Even those strongly for or against admit that we will not really know whether it is going to work until we see it in operation.

Other differences this year include an expanded World Club Championship, pitting the top three British clubs against three from Australia later this month.

The Magic Weekend, a popular fixture at Manchester City’s Etihad Stadium in recent years, moves north to Newcastle, where the city-centre location should work well for fans to come and go during the six-game programme. Clubs in the Championship have their own equivalent in Blackpool.

On the field, the changes in custom and practice are supposed to include a lighter hand in the application of the obstruction rule, which was over-used last season. Referees are also being encouraged to opt for the sin-bin for a wider range of offences.

What Super League, in particular, needs is more unpredictability of outcome, as provided for most of last season by the unexpected success of Castleford. If any team is to come through the pack this year it could be the Catalans Dragons, but only if their big signing, Todd Carney, behaves himself.

After him, the most striking name among this year’s new imports is Terry Campese at Hull KR, but that is a different sort of gamble – one based on the fervent hope that Campese, nephew of the Australia union legend David, will remain fit.

The most influential newcomer could be the Fijian forward Ashton Sims, who is capable of putting the little bit of extra devil into the Warrington pack that was sometimes missing last year. Throw in the signing of the reigning Man of Steel, Daryl Clark, and the Wolves might have enough to earn themselves the title.

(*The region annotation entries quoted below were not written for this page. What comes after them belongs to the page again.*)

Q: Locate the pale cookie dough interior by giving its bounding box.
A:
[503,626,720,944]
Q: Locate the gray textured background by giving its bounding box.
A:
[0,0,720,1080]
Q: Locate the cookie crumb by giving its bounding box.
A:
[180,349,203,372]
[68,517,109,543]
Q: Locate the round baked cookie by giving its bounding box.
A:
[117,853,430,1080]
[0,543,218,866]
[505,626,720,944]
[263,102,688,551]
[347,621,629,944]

It is a remarkable fact that this year’s highest-profile overseas signing has been made not by a Super League club, but by Leigh of the Championship. Fuifui Moimoi, the charismatic and destructive Tongan veteran, has been welcomed to the club like the great imports of the mid-80s – Lewis, Kenny, Sterling and Co – were welcomed to Britain.

The arresting thing about Super League this year is how self-sufficient it has become. Only Warrington and Hull KR have overseas coaches, while expensive antipodean imports are becoming the exception rather than the rule.

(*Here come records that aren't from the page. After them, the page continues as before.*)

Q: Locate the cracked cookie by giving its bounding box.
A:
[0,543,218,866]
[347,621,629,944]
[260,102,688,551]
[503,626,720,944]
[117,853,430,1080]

Quietly, during the autumn, there was reassurance that this trend does not leave the cupboard bare. The England academy side, which looked on paper to be well below full strength, beat the crack Australia schoolboys. What is more, they did it not by trying to play like them but with what used to be called the “British-style rugby”.

There were signs of that at full Test level as well, when England produced some exhilarating stuff in the Four Nations in Australia and New Zealand, but still managed to find a way to lose to both host nations.

Like the World Cup a year earlier, the sheer quality of the entertainment was a great advert for rugby league. What the game has failed to do again, though, is to build a real international infrastructure on the back of that success.

England will not play again until the New Zealand tour in the autumn and close contests are virtually guaranteed when the Kiwis come to town. That is what rugby league, at all its levels, is striving for in 2015.